SANTÉ

Grippe: l’épidémie, c’est pour la semaine prochaine

Le virus est déjà très actif en Belgique mais le seuil épidémique ne sera sans doute franchi que dans le courant de la semaine prochaine.
Le virus est déjà très actif en Belgique mais le seuil épidémique ne sera sans doute franchi que dans le courant de la semaine prochaine.-Imago/REPORTERS

Le bulletin «grippe» hebdomadaire vient de tomber: il n’est pas encore question d’épidémie. Mais elle n’est vraiment plus très loin. Pendant ce temps, la France se prépare déjà à un bilan «probablement lourd».

«Durant la première semaine de janvier, les données de l’Institut scientifique de Santé publique (ISP) indiquent que l’activité grippale a fortement augmenté à un niveau proche du seuil épidémique de 140 consultations pour 100 000 habitants (on en est à 133, NDLR)»: c’est le message du dernier bulletin hebdomadaire sur la grippe.

«Sur les 21 échantillons envoyés par les médecins vigies (lire ci-dessous), 15 échantillons étaient positifs pour le virus de la grippe, soit 71% des échantillons reçus», annonce l’ISP.

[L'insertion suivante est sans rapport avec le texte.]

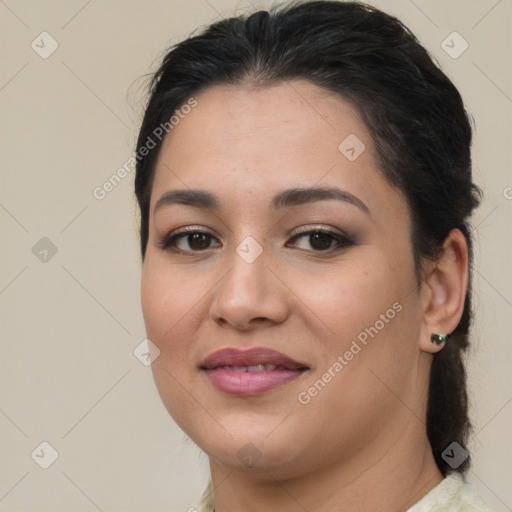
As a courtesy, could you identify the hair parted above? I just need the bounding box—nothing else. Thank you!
[135,0,480,476]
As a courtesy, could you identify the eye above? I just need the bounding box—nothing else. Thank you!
[159,228,220,252]
[158,227,353,253]
[286,228,353,252]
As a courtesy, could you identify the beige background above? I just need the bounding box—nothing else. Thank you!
[0,0,512,512]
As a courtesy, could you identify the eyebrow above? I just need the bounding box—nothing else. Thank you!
[153,187,370,214]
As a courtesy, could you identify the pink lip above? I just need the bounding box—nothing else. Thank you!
[200,348,308,396]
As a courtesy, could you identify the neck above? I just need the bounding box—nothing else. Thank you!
[210,422,443,512]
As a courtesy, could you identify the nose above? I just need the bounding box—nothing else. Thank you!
[210,243,289,331]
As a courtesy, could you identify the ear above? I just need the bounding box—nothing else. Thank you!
[419,229,469,353]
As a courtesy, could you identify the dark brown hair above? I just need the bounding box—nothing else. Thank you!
[135,1,480,475]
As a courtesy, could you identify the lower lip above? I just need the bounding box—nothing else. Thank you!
[204,369,304,396]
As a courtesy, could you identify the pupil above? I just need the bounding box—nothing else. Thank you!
[309,233,331,249]
[188,233,210,250]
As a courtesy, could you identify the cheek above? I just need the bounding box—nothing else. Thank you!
[141,255,192,360]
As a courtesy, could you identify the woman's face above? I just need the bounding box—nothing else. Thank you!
[142,80,427,476]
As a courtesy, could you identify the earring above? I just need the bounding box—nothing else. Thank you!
[430,333,450,345]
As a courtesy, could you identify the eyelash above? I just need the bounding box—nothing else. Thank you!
[158,227,354,254]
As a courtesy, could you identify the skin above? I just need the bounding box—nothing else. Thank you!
[142,80,467,512]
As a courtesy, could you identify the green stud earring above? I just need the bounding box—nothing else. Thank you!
[430,333,450,345]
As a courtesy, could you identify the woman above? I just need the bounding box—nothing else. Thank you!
[135,1,488,512]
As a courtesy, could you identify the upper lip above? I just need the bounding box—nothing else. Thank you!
[200,348,308,370]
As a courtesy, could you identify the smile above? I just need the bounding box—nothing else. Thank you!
[200,348,309,396]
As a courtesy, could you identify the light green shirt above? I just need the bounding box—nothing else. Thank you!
[199,472,492,512]
[407,472,492,512]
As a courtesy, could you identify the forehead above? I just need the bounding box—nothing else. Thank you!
[151,80,404,218]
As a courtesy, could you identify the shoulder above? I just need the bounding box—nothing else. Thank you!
[407,472,492,512]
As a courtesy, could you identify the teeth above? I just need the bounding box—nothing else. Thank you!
[218,364,285,372]
[247,364,265,372]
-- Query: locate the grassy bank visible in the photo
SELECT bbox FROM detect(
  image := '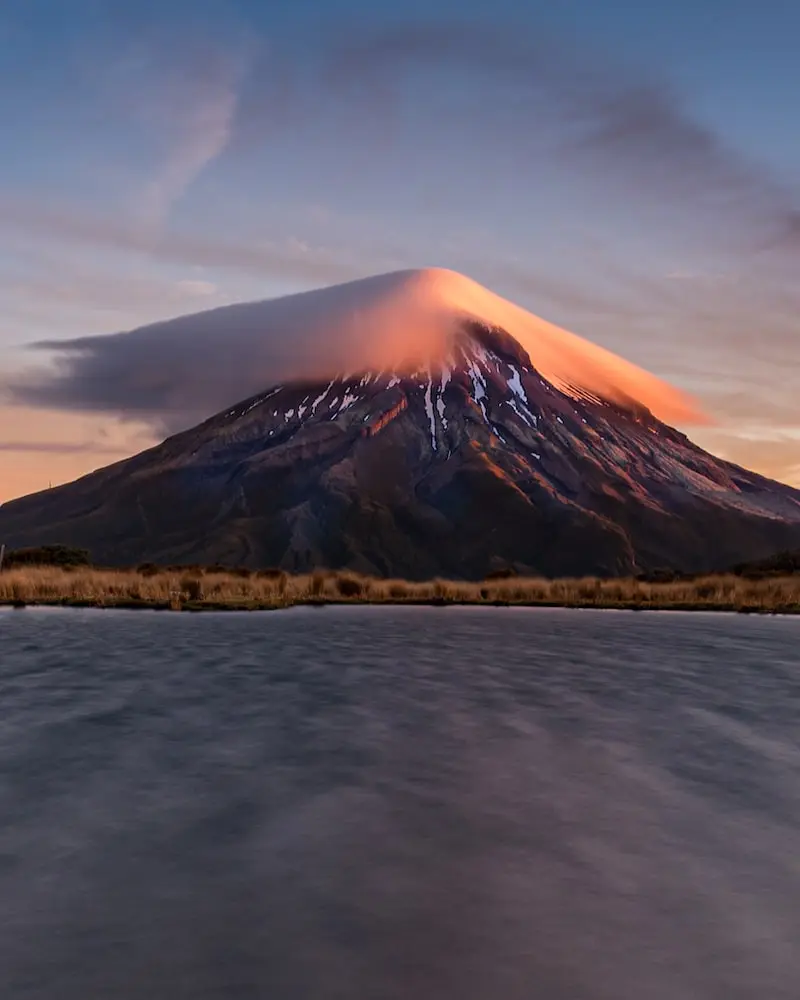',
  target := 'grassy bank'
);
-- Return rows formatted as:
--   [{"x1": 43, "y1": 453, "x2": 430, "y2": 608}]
[{"x1": 0, "y1": 566, "x2": 800, "y2": 614}]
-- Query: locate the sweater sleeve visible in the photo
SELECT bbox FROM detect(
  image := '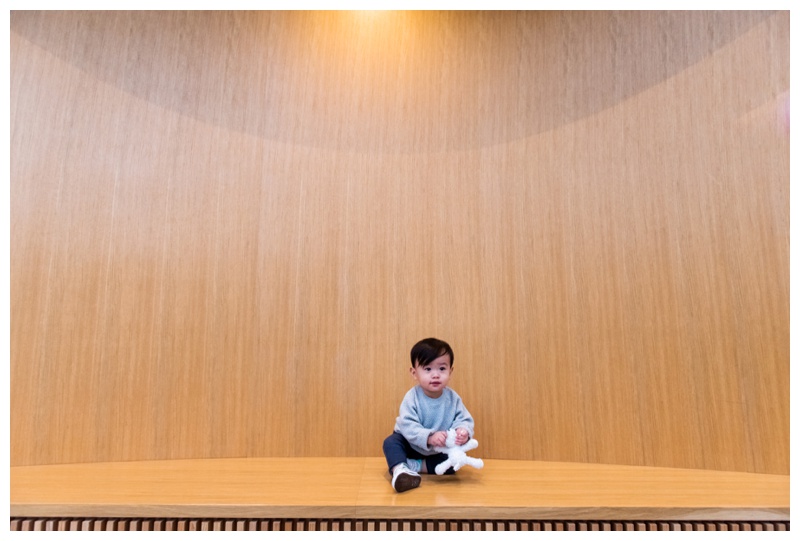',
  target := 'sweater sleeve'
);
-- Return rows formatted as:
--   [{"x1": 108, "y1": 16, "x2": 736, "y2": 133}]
[{"x1": 395, "y1": 392, "x2": 433, "y2": 449}]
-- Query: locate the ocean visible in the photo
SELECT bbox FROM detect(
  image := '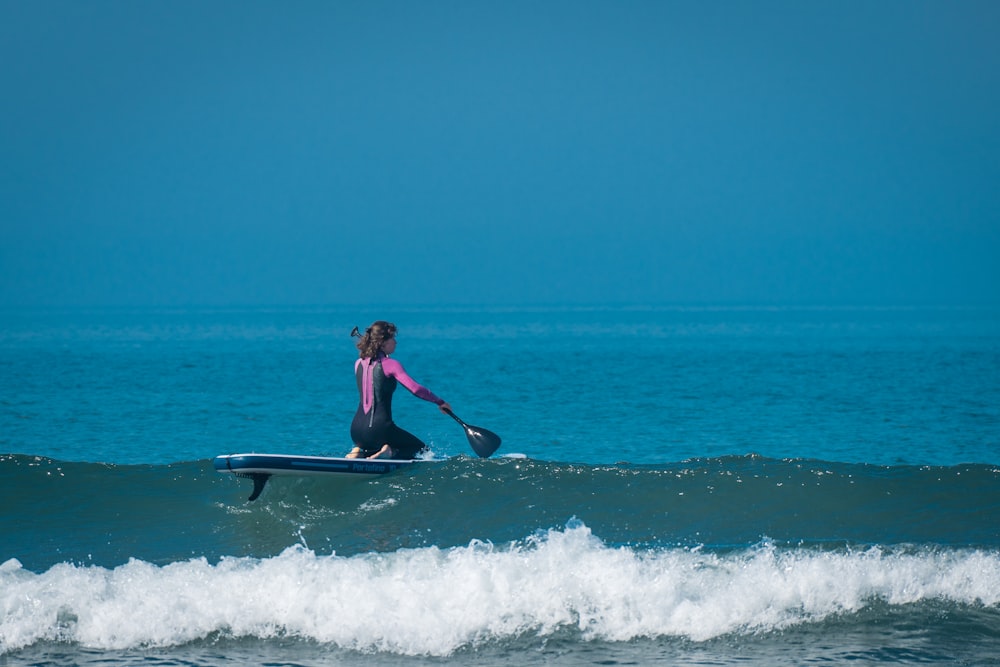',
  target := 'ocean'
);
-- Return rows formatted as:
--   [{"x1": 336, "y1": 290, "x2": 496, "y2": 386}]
[{"x1": 0, "y1": 306, "x2": 1000, "y2": 667}]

Bref, on a tous pu le constater, si le virus est déjà très actif, «il n’est pas encore question d’épidémie. Selon toute vraisemblance, le seuil épidémique de 140 consultations pour 100 000 habitants devrait être atteint, voire franchi, au cours de la prochaine semaine», résume l’ISP.

Les virologues ont examiné les échantillons: on a surtout affaire à une souche de type A (H3N2). Les vaccins disponibles en Belgique contiennent une souche proche de ce type.

Les sentinelles de l’épidémie

Comment calcule-t-on l’épidémie de grippe? «Nous avons plusieurs sources de données pour évaluer en permanence l’activité grippale, l’intensité et la sévérité de l’épidémie ainsi que son impact sur la population, mais pour la grippe la source la plus importante est le réseau des médecins vigies», explique Nathalie Bossuyt, de l’ISP (Institut scientifique de Santé publique).

Il s’agit d’un réseau de généralistes volontaires, composé de 130 cabinets répartis dans tout le pays. «Ils enregistrent en continu les consultations en médecine générale pour les syndromes grippaux et les infections aiguës des voies respiratoires».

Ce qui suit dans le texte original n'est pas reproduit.